- Born: 12 May 1987 (age 38)
- Occupations: director, actor, lyricist, engineer, singer, composer, script writer

= Orko Sinha =

Arka Sinha/Orko Sinha (born 12 May 1987) is an Indian film maker, actor, writer, lyricist, singer, composer, producer and a former computer science engineer from the movie industry of West Bengal, Kolkata. He marked his debut with Aamar Aami in December 2013. The script-screenplay-lyrics-dialogues and direction of the film were all by Orko.

==Early life==

Orko completed his schooling from Sibpur Bengal Engineering College Model School and then, went on to complete his graduation in computer science and engineering from the Heritage Institute of Technology, Kolkata. After getting placed in a MNC, he left the job to join the film industry.

==Career==

During his school and college days, Orko was actively involved in many professional cultural activities. He was the first assistant director in Buddhadeb Dasgupta’s Janala (The Window) and was an observer in Goutam Ghose’s Moner Manush. Then he worked as script writer and floor director for a documentary feature – Inspiration, directed by Goutam Ghose about the Saha Institute of Nuclear Physics.
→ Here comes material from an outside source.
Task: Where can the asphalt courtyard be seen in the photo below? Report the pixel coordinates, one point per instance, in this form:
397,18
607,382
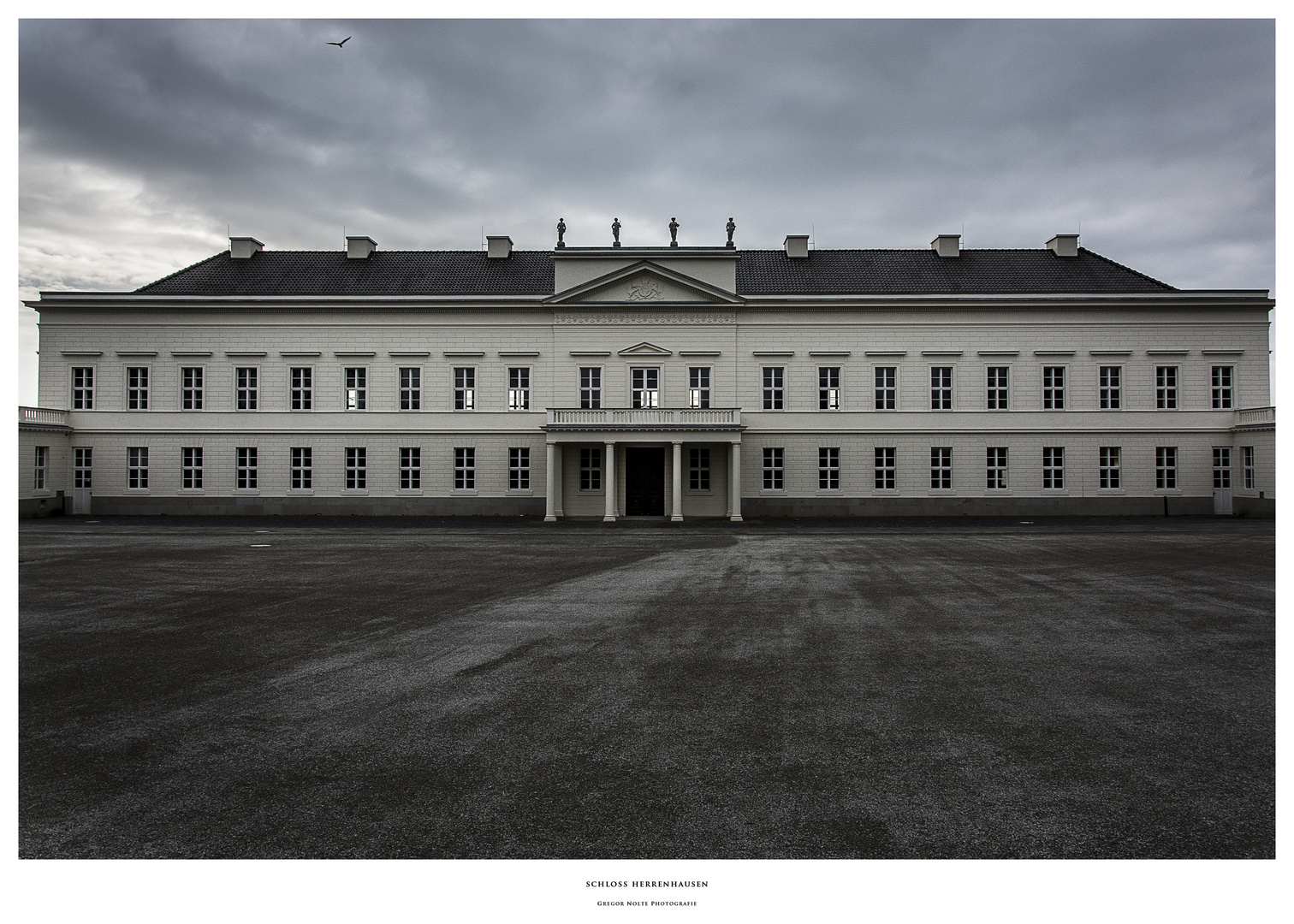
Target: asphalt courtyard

He made his acting debut on Bengali television (Sananda TV) as a supporting actor in Sobinoy Nibedon.

In 2013, at the age of 26, Orko directed his debut feature Aamar Aami, a story of a few scattered souls, chasing their dreams in the city. He wrote the story, script, dialogue, screenplay and lyrics, and received the "Best Upcoming Lyricist Award" for the song "Onno Keu Thakbe Kachakachi" at the 4th Mirchi Music Awards Bangla.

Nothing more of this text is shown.